«No importa el género, en mi película hay mujeres porque eran las mejores»

Ruth Mader, ayer en el Antiguo Instituto. / AURELIO FLÓREZ
Ruth Mader, ayer en el Antiguo Instituto. / AURELIO FLÓREZ

La cineasta austriaca Ruth Mader presenta en la Sección Oficial 'Life Guidance', una distopía que está más cercana al mundo de hoy de lo que podría parecer

M. F. ANTUÑA GIJÓN.

Segundo largometraje de la austriaca Ruth Mader (el primero fue 'Struggle'), que compite en la Sección Oficial del FICX con 'Life Guidance', una distopía con ánimo crítico hacia el mundo capitalista, que se desarrolla en una sociedad dominada por las clases medias en la que el que no sirve es sedado y dormido en el castillo del sueño y el que se descarría recibe la visita de una empresa que se encarga de reconducirlo. El título de la película es también el de esa compañía y lo que supone formar parte de los expedientes que maneja es lo que narra la cinta, a partir de la aventura de un hombre de mediana edad con mujer e hijo que ha de pasar por el trance. Su experiencia, sus descubrimientos, su viaje por una realidad irritante, es el camino que recorre el filme.

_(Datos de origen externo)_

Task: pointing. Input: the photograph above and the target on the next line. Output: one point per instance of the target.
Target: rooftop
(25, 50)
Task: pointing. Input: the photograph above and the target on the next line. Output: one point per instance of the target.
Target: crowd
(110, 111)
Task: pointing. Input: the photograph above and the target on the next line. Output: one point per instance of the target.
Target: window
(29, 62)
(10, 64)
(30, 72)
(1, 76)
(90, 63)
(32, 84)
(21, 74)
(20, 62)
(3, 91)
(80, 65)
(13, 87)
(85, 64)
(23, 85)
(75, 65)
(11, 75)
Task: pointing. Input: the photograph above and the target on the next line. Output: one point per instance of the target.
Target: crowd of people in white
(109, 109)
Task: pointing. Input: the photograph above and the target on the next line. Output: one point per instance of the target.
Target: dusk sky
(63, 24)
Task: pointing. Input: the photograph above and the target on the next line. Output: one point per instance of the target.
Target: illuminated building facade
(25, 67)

«Es una película muy importante en mi carrera, he disfrutado mucho con el trabajo con los actores y representa para mí la sociedad de este momento», señala Mader. Es parca en palabras la austriaca, pero insiste en que, aunque obviamente, lo que cuenta es ficción, tiene tras de sí mucha realidad. Es el hoy de la sobreexposición pública en las redes sociales, es el hoy en el que todos nos sometemos a la mirada implacable del gran hermano en que habitamos. No negó la influencia de '1984' de George Orwell en su trabajo, así como también la de 'La naranja mecánica' de Stanley Kubrick', pero, sin embargo, Aldoux Huxley y su 'Un mundo feliz' no tienen hueco entre sus referentes.

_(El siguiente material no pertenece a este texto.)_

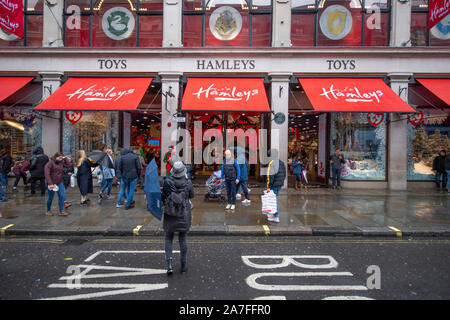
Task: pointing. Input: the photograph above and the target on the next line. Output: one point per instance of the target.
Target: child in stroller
(214, 187)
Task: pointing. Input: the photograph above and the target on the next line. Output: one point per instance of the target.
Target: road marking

La ambientación de la película se cuidó al detalle. Desde la decoración de las casas y oficinas hasta la ropa que lucen los protagonistas y sobre todo la luz y los colores. De esa forma se dibujan esos espacios absolutamente limpios, esterilizados, sin mácula, en los que transitan las buenas gentes de la clase media.

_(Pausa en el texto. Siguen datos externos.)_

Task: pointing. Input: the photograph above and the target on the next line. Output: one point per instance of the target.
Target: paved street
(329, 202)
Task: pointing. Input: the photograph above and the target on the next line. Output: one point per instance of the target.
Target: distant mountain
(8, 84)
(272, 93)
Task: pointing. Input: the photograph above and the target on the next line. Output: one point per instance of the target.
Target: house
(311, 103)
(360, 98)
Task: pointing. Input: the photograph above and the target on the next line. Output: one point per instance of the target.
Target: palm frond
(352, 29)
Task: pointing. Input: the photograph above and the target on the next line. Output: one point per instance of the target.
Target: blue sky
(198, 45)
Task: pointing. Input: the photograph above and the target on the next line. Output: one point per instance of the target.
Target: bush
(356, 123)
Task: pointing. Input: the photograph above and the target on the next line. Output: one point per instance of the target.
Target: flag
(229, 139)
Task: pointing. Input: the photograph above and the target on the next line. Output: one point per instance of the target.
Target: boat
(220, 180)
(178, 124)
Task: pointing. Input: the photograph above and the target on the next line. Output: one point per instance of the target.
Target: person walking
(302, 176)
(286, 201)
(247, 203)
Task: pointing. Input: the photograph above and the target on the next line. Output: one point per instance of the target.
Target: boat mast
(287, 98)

Mader llegó a esta historia después de renunciar a otro proyecto más complicado que iba a ambiantarse en un orfanato católico. En su país, Austria, las cosas no van mal para el cine, más allá de que también la televisión gana terreno a pasos agigantados a la pantalla grande. «El cine está reprimido por la televisión, tanto es así que ya hasta dejan participar a las series en los festivales», subraya.

Mujer y directora, Mader rechaza visiones de género respecto al cine. «Todo esto de los porcentajes de cine hecho por hombres o mujeres me molesta, no creo que el género sea lo importante. En esta película trabajaron muchas mujeres pero no por el hecho de serlo sino porque eran las mejores», concluye.